TL;DR: Not dead. First version had issues as it was my first real electronics project, and last year I chose to focus on simpler projects that could teach me lessons that will serve the book well when I return to it. (also chip shortage has been hard)

It's funny you opened this issue this weekend: I actually spent some time on Friday assembling the ESP32-S2 version of the Open Book (OSO-BOOK-B1-01). It's still a project I want to see to completion. But the Open Book that I designed in 2020 was essentially the first electronic gadget I'd designed, and as such it suffered from several issues. First, it's way too complex and has far too many parts. This makes the BOM cost exorbitant, to the point that I'd never be able to manufacture it affordably. I also neglected to include a keepout area for a reasonably sized battery. To make matters worse I also didn't understand low power design, so the book's quiescent current draw was too high to achieve weeks-long battery life on the battery that did fit there. That's to say nothing of the firmware: it's an Arduino sketch, which is a shaky foundation that doesn't lend itself well to community contributions.
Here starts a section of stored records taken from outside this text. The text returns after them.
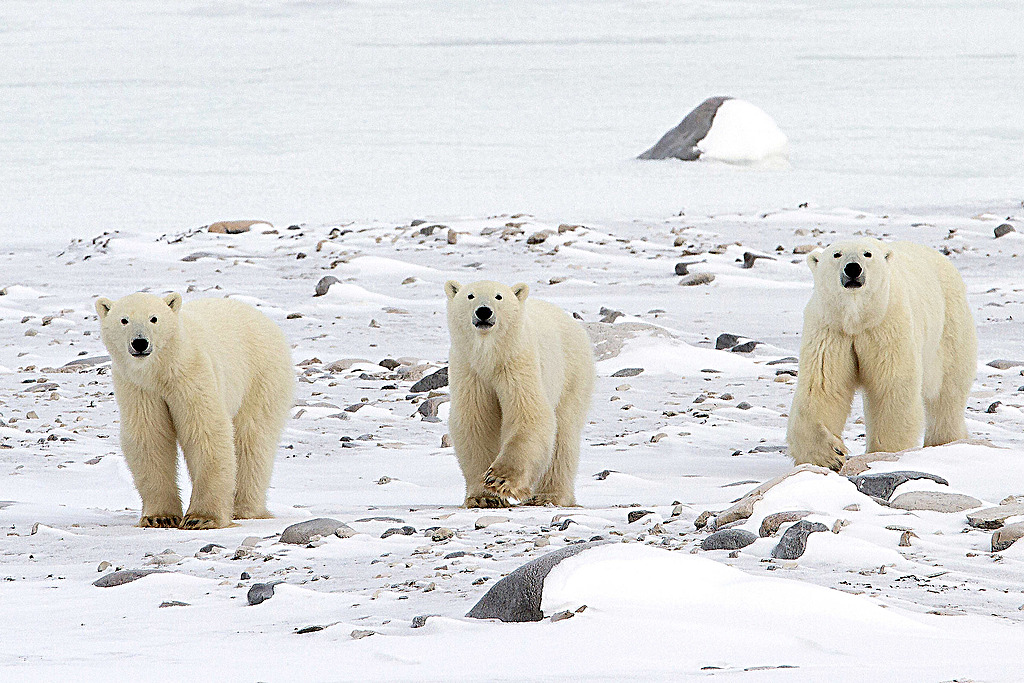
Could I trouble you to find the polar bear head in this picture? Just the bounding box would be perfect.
[444,280,529,342]
[807,238,893,334]
[96,292,181,368]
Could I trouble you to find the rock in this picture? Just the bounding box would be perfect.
[473,515,512,529]
[700,528,758,550]
[847,470,949,501]
[92,569,167,588]
[313,275,341,296]
[889,490,982,512]
[992,223,1017,240]
[771,519,828,560]
[985,358,1024,370]
[992,522,1024,553]
[758,510,811,539]
[626,510,653,524]
[410,367,447,393]
[466,542,602,622]
[679,272,715,287]
[281,517,345,546]
[206,220,273,234]
[967,503,1024,529]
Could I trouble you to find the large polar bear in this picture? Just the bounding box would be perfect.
[96,293,295,528]
[444,281,595,508]
[786,238,978,469]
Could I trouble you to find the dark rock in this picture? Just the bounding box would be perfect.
[847,471,949,501]
[771,519,828,560]
[410,367,447,393]
[466,543,601,622]
[638,96,732,161]
[700,528,758,550]
[92,569,167,588]
[281,517,346,546]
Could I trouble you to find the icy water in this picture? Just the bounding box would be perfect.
[0,0,1024,241]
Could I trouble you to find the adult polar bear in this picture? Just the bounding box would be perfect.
[444,280,595,508]
[96,293,295,528]
[786,238,978,469]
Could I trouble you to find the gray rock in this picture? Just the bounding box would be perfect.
[758,510,811,539]
[313,275,341,296]
[992,223,1017,239]
[410,367,447,393]
[992,522,1024,553]
[700,528,758,550]
[466,542,604,622]
[638,96,732,161]
[281,517,345,546]
[771,519,828,560]
[967,503,1024,528]
[92,569,167,588]
[889,490,982,512]
[847,470,949,501]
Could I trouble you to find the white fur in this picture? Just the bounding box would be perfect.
[444,281,595,507]
[786,239,978,469]
[96,294,295,528]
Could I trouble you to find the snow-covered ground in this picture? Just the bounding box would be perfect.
[0,209,1024,681]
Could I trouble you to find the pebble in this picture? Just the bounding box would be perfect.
[967,503,1024,529]
[771,519,828,560]
[473,515,512,529]
[847,471,949,501]
[889,490,982,512]
[758,510,811,539]
[992,522,1024,553]
[700,528,758,550]
[281,517,346,546]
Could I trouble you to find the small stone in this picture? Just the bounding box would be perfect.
[473,515,512,529]
[771,519,828,560]
[679,272,715,287]
[410,367,447,393]
[758,510,811,539]
[626,510,653,524]
[889,490,982,512]
[992,223,1017,240]
[700,528,758,550]
[313,275,341,296]
[992,522,1024,553]
[281,517,345,546]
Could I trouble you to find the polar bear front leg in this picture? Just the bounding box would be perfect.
[483,377,555,501]
[786,324,857,470]
[115,382,181,528]
[170,393,236,529]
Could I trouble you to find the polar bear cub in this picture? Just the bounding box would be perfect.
[96,293,295,528]
[786,238,978,469]
[444,281,595,508]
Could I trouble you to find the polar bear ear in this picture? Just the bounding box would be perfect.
[164,292,181,313]
[807,247,824,270]
[96,297,114,319]
[444,280,462,299]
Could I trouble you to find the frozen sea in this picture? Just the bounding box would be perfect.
[0,0,1024,241]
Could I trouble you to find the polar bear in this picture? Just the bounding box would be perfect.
[444,280,595,508]
[786,238,978,469]
[96,293,295,529]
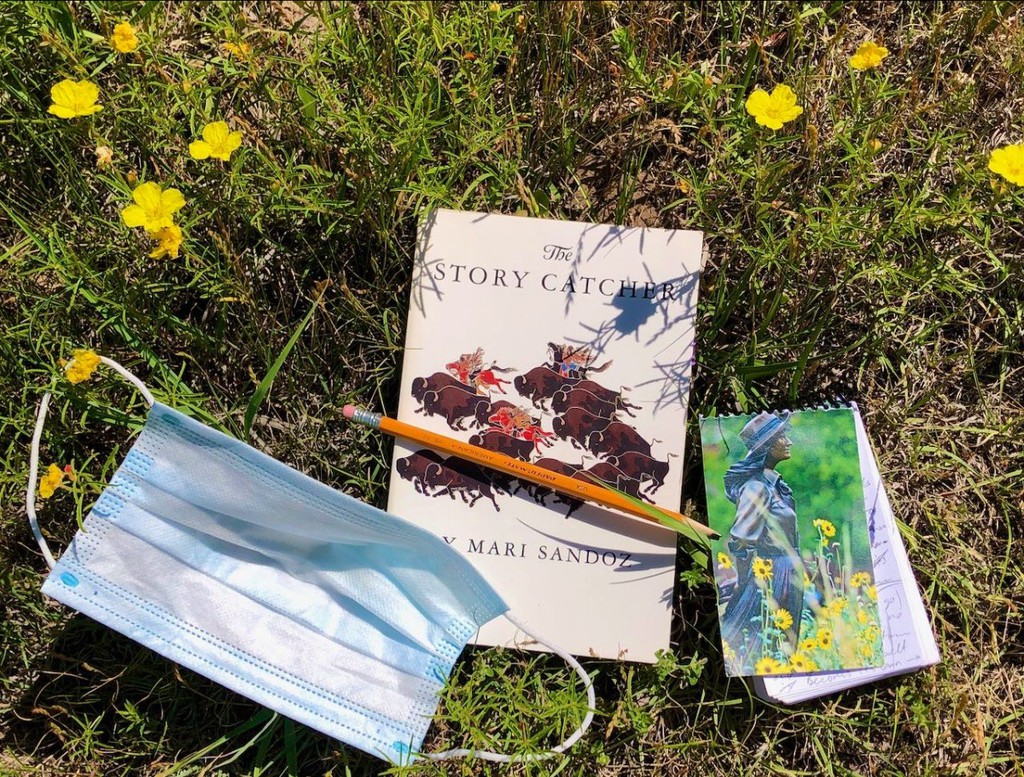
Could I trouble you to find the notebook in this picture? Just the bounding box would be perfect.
[700,404,939,703]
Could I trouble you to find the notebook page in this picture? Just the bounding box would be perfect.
[755,404,940,703]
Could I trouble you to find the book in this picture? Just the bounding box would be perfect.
[700,404,938,703]
[388,210,702,662]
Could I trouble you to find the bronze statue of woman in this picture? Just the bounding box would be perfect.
[721,412,804,674]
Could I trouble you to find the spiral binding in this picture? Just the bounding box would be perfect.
[698,394,860,423]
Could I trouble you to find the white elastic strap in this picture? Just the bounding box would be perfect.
[25,356,156,569]
[421,612,597,764]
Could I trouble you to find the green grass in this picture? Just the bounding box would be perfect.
[0,0,1024,775]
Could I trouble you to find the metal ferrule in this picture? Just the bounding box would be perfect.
[352,407,381,429]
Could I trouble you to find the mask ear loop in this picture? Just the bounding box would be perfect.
[25,356,157,569]
[420,612,597,764]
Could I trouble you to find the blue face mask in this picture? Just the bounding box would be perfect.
[27,358,594,763]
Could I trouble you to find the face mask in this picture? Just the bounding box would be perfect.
[27,357,595,763]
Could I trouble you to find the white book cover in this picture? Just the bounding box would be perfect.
[388,210,702,662]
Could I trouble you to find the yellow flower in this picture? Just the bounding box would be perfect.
[93,145,114,167]
[828,596,846,615]
[772,608,793,631]
[814,518,836,536]
[754,557,772,580]
[65,348,99,383]
[850,572,871,589]
[221,41,253,59]
[150,224,181,259]
[111,21,138,54]
[816,629,831,650]
[39,464,63,500]
[746,84,804,129]
[988,145,1024,186]
[790,652,818,672]
[48,78,103,119]
[754,655,786,675]
[121,181,185,232]
[188,122,242,162]
[850,41,889,71]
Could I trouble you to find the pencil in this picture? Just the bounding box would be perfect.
[342,404,718,537]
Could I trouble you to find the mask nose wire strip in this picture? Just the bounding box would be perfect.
[420,612,597,764]
[25,356,156,569]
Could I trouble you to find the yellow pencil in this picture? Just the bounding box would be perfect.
[342,404,718,537]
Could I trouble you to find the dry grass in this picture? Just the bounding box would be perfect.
[0,2,1024,775]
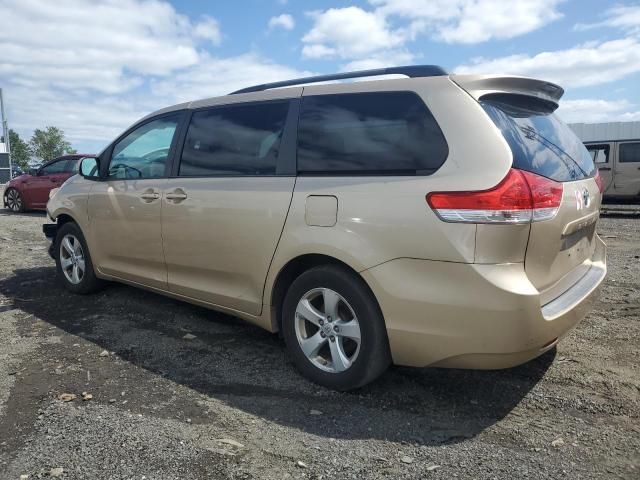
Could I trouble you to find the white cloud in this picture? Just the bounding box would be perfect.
[269,13,296,30]
[573,5,640,33]
[0,0,299,150]
[302,7,405,59]
[558,98,640,123]
[455,38,640,88]
[193,16,222,45]
[370,0,564,43]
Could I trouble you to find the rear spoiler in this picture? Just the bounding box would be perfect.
[450,75,564,108]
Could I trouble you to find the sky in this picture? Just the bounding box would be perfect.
[0,0,640,152]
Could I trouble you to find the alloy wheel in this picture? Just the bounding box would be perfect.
[294,288,361,373]
[6,188,22,212]
[60,233,85,285]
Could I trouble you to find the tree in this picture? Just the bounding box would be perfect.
[9,130,31,171]
[29,127,76,162]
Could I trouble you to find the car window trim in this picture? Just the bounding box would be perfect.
[100,109,188,181]
[295,90,450,178]
[169,97,300,178]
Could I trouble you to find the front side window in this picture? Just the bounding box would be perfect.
[618,142,640,163]
[109,115,180,179]
[179,101,289,176]
[298,92,448,175]
[40,160,67,175]
[587,145,609,164]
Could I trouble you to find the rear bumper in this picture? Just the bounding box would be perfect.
[362,238,606,369]
[42,223,58,258]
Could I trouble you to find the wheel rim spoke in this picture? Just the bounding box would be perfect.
[60,257,73,270]
[322,288,340,319]
[300,331,327,358]
[329,339,351,372]
[296,298,324,325]
[336,319,360,343]
[62,236,75,256]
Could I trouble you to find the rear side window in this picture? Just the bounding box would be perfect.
[480,94,596,182]
[179,101,289,176]
[618,143,640,163]
[298,92,448,175]
[587,145,609,163]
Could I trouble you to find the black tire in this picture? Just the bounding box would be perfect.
[4,188,24,213]
[53,222,104,295]
[282,265,391,391]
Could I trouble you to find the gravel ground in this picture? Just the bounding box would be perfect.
[0,212,640,480]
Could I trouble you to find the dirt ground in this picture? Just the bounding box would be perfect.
[0,211,640,480]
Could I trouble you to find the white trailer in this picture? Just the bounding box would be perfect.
[569,122,640,199]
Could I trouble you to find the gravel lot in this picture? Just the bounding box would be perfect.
[0,211,640,480]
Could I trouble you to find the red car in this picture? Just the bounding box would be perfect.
[4,153,95,212]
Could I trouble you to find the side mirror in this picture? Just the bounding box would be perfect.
[78,157,100,180]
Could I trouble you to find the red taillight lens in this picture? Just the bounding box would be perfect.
[593,170,604,193]
[427,168,563,224]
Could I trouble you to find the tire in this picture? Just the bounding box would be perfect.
[53,222,104,295]
[282,265,391,391]
[4,188,24,213]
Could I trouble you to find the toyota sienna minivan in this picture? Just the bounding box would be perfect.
[43,66,606,390]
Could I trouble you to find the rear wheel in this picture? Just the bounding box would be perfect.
[54,222,103,294]
[4,188,24,213]
[282,265,391,390]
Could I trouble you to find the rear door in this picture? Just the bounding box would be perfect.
[481,94,601,293]
[162,97,301,315]
[586,142,615,195]
[613,141,640,197]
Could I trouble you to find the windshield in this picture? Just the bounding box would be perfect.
[480,94,596,182]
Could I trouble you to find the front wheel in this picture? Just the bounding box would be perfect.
[282,265,391,390]
[4,188,24,213]
[54,222,102,294]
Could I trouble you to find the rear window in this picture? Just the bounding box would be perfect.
[619,143,640,163]
[298,92,448,175]
[480,94,596,182]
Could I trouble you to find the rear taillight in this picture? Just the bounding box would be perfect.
[427,168,563,224]
[593,170,604,193]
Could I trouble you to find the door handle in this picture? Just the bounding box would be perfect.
[164,188,187,203]
[140,192,160,200]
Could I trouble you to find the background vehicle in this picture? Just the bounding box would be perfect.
[43,66,606,389]
[570,122,640,201]
[3,154,94,212]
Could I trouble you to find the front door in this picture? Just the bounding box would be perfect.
[162,100,295,315]
[586,143,614,195]
[613,141,640,196]
[89,114,181,289]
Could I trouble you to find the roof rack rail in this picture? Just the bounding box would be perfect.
[230,65,448,95]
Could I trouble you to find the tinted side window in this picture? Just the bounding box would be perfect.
[178,101,289,176]
[298,92,448,175]
[40,160,67,175]
[587,145,609,163]
[618,143,640,163]
[109,115,180,179]
[480,94,596,182]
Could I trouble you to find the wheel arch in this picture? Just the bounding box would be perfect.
[268,253,382,332]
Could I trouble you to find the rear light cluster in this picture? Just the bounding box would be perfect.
[427,168,563,224]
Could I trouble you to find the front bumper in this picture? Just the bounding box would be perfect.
[362,238,606,369]
[42,223,58,258]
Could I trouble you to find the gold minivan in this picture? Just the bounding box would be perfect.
[44,66,606,390]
These are just a few of the issues, but the common thread to all of them is that I didn't know any better when I started, and I learned these lessons over time. At many points I've come up with changes that could make the Open Book a better gadget; you can check out these notes for an example of where my thinking was at this time last year. Still: even at that time I knew there were lessons I still had to learn, especially around manufacturing at a larger scale and delivering firmware that a community can build on, and I knew that even these slimmed down versions were too complex to be the gadgets I cut my teeth on. (there were also shortages of everything from chips to glass for the e-paper display)

ANYWAY. I made a decision last year to focus instead on learning these lessons by building and manufacturing Sensor Watch, and I think I'm doing well: I'm figuring out how to do more with fewer parts, really dialing in my understanding of low power design, and building a community firmware that folks are already contributing to. These are all lessons that are going to make the Open Book better when I return to it. Alas, every path one chooses to walk involves choosing not to walk down another, at least for a time.

micnolmad commented 2 years ago

Thank you for the info. Just found this project and was so hyped and then not when it was "dead".. Glad to hear it is not. Are you doing everything your self or do you have help? Because I am as many others also a tinkerer and have many projects that are very not complet simply down to the fact that these kinds of workloads are usually too much for one person.. at least it is for me having a family also.